The content blocking doesn’t came natively, users will need to install a blocking software that interacts with Safari (via JSON),
“Your app extension is responsible for supplying a JSON file to Safari. The JSON consists of an array of rules (triggers and actions) for blocking specified content. Safari converts the JSON to bytecode, which it applies efficiently to all resource loads without leaking information about the user’s browsing back to the app extension. Xcode includes a Content Blocker App Extension template that contains code to send your JSON file to Safari. Just edit the JSON file in the template to provide your own triggers and actions. The sample JSON file below contains triggers and actions that block images on webkit.org”
But why such feature can kill applications like AdBlock?
“In short, either this new API will improve Adblock Plus performance on Safari or it will force us to rely upon an inferior blocking format that would essentially kill adblocking on Safari.” States Sebastian Noack from AdBlock.
“So far very little is known about Content Blocking Extensions, available in Safari 9 and iOS 9. However, according to the announcements there are so called “block lists”, which are JSON files, that can be registered by the extension.”

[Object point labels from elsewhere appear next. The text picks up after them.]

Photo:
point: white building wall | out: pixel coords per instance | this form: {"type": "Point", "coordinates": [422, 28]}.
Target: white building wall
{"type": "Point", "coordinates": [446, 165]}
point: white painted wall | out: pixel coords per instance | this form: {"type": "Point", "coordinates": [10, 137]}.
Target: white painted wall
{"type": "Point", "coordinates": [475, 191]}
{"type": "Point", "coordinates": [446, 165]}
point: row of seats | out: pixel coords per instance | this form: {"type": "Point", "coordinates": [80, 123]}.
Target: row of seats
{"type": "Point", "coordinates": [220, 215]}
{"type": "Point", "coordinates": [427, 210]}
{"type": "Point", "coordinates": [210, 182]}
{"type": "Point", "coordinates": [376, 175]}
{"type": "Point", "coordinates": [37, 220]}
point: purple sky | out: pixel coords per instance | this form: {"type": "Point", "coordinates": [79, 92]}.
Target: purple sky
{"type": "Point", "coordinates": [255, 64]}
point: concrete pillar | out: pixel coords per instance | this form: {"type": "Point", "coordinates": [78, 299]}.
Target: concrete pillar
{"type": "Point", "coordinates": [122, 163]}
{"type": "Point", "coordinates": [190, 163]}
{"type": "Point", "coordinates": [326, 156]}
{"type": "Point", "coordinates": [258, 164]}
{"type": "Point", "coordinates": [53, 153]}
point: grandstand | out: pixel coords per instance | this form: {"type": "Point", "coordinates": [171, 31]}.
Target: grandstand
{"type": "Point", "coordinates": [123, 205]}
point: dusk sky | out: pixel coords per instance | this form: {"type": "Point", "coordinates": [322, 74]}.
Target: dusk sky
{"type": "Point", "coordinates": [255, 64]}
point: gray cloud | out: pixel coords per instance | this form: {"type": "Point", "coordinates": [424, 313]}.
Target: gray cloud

“This mechanism is entirely different from the one used by Adblock Plus on any other platform (including current versions of Safari), where we can run arbitrary code on request, blocking requests depending on their URL and context.”
“With this new mechanism, we’d need to convert Adblock Plus filter lists to a block list like the one above. However, most of our filters aren’t as simple as the example above. So, we are nervously awaiting how powerful their block lists will be, most importantly when it comes to matching the document domain and request type, as well as regular expression matching of URLs and recursive exception rules.”
In this phase developers can only wait for Apple information on iOS 9 and its content-blocker working mode, either will help them to improve their adblocking software.